Statistical Foundations of Data Science gives a thorough
introduction to commonly used statistical models, contemporary
statistical machine learning techniques and algorithms, along with their
mathematical insights and statistical theories. It aims to serve as a
graduate-level textbook and a research monograph on high-dimensional
statistics, sparsity and covariance learning, machine learning, and
statistical inference. It includes ample exercises that involve both
theoretical studies as well as empirical applications.
The book begins with an introduction to the stylized features of big
data and their impacts on statistical analysis. It then introduces
multiple linear regression and expands the techniques of model building
via nonparametric regression and kernel tricks.
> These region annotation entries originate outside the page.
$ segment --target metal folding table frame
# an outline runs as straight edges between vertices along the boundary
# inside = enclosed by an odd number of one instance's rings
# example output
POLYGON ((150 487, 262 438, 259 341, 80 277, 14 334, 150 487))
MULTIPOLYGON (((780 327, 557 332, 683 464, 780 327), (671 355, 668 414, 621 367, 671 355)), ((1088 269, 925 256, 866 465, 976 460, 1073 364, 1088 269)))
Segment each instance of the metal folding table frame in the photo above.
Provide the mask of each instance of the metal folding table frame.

It provides a
comprehensive account on sparsity explorations and model selections for
multiple regression, generalized linear models, quantile regression,
robust regression, hazards regression, among others. High-dimensional
inference is also thoroughly addressed and so is feature screening. The
book also provides a comprehensive account on high-dimensional
covariance estimation, learning latent factors and hidden structures, as
well as their applications to statistical estimation, inference,
prediction and machine learning problems. It also introduces thoroughly
statistical machine learning theory and methods for classification,
clustering, and prediction. These include CART, random forests,
boosting, support vector machines, clustering algorithms, sparse PCA,
and deep learning.